A Muslim rebel leader in Central African Republic has declared an autonomous state in the country's north, further defying efforts to end three years of bloody instability.
Noureddine Adam, the leader of the Seleka rebel faction that overthrew President Francois Bozize in 2013, proclaimed his stronghold the Republic of Logone in a statement released Monday from the town of Kaba-Bangoro.
The declaration could derail the results of a referendum held Sunday on a proposed constitution for the small nation of nearly five million people. Voting in some areas was disrupted by sporadic violence, prompting United Nations peacekeepers to intervene and bolster security. The referendum was a prelude to national elections that are planned for December 27.

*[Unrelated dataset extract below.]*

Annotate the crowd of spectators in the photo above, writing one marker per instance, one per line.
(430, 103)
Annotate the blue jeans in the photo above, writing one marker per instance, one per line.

Dominique Said Panguindji, a spokesman for C.A.R.'s transitional government, issued a statement Tuesday urging the international community and U.N. forces in the country "to do everything possible to neutralize the capacity of these terrorists to do harm."
U.N. peacekeepers took down the rebel republic's flag after it was raised over the local police station in the northern town of N'Dele.
The U.S. State Department issued a statement Tuesday praising the "successful completion" of the constitutional referendum, as it showed Central Africans' "clear desire to decide their country’s future at the ballot box rather than allowing those with weapons to determine the future of their nation."
Bozize's overthrow by Muslim rebels led to brutal reprisals by Christian anti-balaka militias against Muslim citizens.